Download lots of data
library(magrittr)
I have a situation where I need to download lots of files with a specific format.
The files are monthly measurements and are located at a URL depending on the year and month of year:
http://some.site.com/data/{year}/{month}/interesting_file_{year}{month}.zip
I want to download the files to the subfolder data/zip
of my current project, so I split the url:
url_base_pattern <- "http://some.site.com/data/{year}/{month}/"
file_pattern <- "interesting_file_{year}{month}.zip"
To generate all combinations of year and month, I use the tidyr::crossing
function.
If January through September should be prefixed with a “0” the following code will do the trick:
tidyr::crossing(year = 2010:2011, month = stringr::str_pad(1:12, width = 2, pad = "0"))
## # A tibble: 24 x 2
## year month
## <int> <chr>
## 1 2010 01
## 2 2010 02
## 3 2010 03
## 4 2010 04
## 5 2010 05
## 6 2010 06
## 7 2010 07
## 8 2010 08
## 9 2010 09
## 10 2010 10
## # … with 14 more rows
From the year and month the full URL and desired local location are created with the wonderful glue package and here package:
urls <- tidyr::crossing(
year = 2010:2011,
month = stringr::str_pad(1:12, width = 2, pad = "0")
) %>%
dplyr::mutate(
file_name = glue::glue_data(., file_pattern),
destfile = here::here("data", "zip", file_name),
url = paste0(glue::glue_data(., url_base_pattern), file_name)
)
The glue package really shines here compared to an ordinary paste
because there are numerous year
and month
in the URL.
To make things a little more automatic I also create the download folder in my script:
download_path <- here::here("data", "zip")
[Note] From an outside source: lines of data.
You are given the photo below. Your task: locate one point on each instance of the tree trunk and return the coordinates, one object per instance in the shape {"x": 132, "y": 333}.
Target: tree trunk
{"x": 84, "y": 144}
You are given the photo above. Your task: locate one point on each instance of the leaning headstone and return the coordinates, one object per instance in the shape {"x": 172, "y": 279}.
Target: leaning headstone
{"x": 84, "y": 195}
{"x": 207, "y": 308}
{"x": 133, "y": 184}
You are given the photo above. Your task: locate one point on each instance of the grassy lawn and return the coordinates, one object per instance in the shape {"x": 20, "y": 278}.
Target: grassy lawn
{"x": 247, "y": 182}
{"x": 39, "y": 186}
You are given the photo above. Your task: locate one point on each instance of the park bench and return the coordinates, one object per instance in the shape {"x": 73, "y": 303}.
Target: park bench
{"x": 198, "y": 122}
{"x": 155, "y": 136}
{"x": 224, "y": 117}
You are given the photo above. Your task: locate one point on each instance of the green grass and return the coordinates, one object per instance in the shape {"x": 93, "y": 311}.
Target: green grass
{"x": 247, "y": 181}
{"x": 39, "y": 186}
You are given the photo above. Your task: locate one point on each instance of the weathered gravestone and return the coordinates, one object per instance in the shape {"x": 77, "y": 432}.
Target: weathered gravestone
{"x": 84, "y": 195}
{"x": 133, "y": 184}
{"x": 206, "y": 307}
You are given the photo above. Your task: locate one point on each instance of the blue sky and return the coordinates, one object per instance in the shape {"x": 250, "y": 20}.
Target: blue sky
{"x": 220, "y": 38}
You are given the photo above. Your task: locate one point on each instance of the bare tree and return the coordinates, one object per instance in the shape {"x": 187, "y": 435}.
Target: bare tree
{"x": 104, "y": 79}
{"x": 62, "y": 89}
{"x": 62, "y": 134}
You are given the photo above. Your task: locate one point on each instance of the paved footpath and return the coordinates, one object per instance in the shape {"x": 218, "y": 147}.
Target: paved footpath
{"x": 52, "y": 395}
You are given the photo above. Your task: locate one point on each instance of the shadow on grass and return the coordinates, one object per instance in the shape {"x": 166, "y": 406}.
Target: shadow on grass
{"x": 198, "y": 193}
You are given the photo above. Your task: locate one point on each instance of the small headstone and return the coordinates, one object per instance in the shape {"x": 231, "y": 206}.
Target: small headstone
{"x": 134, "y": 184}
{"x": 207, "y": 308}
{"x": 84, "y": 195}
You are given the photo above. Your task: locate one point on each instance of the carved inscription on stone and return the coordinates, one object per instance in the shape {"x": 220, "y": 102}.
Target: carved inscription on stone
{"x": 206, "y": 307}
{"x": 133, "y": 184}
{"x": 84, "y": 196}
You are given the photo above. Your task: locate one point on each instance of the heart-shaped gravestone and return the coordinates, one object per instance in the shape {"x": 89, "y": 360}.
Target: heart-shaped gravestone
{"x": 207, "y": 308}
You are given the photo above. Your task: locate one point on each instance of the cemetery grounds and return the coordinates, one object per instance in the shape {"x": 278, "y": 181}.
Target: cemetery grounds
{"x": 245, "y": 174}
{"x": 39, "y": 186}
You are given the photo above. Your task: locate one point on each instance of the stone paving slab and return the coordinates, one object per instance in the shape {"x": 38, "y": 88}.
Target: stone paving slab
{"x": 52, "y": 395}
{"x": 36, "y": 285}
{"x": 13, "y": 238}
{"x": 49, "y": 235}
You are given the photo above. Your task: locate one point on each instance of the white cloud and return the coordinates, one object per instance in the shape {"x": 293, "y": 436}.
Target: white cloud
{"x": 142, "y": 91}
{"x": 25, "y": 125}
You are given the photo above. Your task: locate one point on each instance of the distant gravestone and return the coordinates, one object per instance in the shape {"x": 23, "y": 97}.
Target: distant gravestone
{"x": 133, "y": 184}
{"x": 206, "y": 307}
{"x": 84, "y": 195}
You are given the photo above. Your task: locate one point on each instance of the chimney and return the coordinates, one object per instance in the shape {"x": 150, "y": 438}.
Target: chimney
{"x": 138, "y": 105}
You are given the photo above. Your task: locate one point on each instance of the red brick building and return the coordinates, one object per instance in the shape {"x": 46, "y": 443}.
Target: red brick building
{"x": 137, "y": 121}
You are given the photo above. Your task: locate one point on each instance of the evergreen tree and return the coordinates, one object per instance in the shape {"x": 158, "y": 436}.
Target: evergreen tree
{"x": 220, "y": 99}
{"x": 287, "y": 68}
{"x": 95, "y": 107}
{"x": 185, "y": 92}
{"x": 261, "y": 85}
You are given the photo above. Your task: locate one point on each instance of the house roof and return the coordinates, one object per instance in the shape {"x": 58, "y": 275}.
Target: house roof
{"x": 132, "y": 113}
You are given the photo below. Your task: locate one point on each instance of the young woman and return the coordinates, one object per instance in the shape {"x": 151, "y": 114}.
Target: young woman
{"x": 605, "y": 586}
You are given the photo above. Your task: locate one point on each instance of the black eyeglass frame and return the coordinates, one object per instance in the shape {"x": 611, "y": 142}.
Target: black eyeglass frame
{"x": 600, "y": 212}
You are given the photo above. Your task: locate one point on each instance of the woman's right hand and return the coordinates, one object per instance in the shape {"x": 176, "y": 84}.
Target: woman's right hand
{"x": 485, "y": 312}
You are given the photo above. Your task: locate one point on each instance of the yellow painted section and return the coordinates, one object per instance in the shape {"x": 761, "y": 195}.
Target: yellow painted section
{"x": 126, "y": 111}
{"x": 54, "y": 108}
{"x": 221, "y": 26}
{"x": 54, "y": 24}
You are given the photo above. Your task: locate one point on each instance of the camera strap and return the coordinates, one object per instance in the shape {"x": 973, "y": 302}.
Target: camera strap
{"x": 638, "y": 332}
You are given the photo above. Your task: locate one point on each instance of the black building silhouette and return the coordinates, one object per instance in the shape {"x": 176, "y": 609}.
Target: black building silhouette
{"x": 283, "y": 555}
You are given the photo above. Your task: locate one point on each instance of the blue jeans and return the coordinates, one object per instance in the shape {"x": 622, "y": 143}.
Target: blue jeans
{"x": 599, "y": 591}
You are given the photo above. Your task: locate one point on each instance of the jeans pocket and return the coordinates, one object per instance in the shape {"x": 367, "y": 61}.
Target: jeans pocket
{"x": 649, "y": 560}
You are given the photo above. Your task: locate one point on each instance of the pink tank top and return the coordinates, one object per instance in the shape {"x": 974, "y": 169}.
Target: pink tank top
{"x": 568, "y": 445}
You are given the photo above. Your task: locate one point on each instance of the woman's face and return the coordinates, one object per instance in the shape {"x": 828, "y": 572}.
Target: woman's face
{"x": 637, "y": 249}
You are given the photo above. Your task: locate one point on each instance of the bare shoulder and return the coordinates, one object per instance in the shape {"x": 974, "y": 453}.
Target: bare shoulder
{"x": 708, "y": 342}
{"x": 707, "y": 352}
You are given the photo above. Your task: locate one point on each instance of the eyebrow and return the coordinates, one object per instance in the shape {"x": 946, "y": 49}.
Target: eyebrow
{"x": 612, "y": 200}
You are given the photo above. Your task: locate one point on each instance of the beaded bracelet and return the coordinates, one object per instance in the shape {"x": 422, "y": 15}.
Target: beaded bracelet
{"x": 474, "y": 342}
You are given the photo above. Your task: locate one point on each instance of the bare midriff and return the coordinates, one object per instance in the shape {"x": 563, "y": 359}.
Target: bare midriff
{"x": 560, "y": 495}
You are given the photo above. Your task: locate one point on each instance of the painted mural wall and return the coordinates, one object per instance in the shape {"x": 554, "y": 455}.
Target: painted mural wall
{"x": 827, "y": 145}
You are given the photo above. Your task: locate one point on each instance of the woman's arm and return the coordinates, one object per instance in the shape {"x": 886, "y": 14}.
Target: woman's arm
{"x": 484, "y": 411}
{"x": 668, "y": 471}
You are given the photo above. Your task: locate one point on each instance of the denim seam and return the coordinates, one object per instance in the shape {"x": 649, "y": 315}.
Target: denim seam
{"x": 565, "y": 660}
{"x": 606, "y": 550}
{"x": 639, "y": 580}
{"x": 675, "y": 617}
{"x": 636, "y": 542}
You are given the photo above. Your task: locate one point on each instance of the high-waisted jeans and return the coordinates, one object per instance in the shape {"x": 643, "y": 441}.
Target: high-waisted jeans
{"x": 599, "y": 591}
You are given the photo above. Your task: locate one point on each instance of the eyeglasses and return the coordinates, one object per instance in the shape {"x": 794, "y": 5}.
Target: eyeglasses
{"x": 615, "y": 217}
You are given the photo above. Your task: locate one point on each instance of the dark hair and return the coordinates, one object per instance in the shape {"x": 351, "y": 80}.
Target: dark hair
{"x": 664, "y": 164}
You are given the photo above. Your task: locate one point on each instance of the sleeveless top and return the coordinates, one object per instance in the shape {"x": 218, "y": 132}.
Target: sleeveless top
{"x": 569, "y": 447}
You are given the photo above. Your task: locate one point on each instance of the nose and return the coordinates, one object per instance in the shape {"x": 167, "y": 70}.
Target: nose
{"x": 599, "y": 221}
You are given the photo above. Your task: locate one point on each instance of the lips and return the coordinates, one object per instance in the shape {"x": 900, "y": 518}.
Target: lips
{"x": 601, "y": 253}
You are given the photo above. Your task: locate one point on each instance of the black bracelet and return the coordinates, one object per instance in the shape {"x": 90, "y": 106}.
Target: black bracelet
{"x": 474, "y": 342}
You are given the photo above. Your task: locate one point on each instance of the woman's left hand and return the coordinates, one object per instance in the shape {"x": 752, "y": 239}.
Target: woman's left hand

if (isFALSE(fs::dir_exists(download_path)))
fs::dir_create(download_path)
Finally, I iterate over the rows of the urls
tibble to download each of the files.
urls %>%
dplyr::select(url, destfile) %>%
purrr::pwalk(download.file, quiet = TRUE)
Since I have no interest in the output of download.file
, but only in the side effect (downloading the file), I use walk
function.
Multiple runs
The form above gets the job done.
But if I re-run the script all the files will be downloaded again – a waste if all I want is to add a few months.
This can be remedied by making a custom download function to replace download.file
above:
download_once <- function(url, destfile, ...) {
if (isFALSE(fs::file_exists(destfile)))
download.file(url = url, destfile = destfile, ...)
}
Read data
In my case each zip file contains a single csv file.
To read all files I first need a vector of filenames (or use the column destfile
from the urls
tibble).
zip_files <- fs::dir_ls(here::here("data", "zip"))
The oldschool way of loading all of them into one big tibble would be with the purrr package:
tbl <- purrr::map_dfr(zip_files, readr::read_csv, col_types = readr::cols(...))
Since (potentially) a large number of files have been downloaded I prefer to list the column types with to be warned about any unexpected deviations.
The new school way would be with the vroom package:
tbl <- vroom::vroom(zip_files, col_types = vroom::cols(...))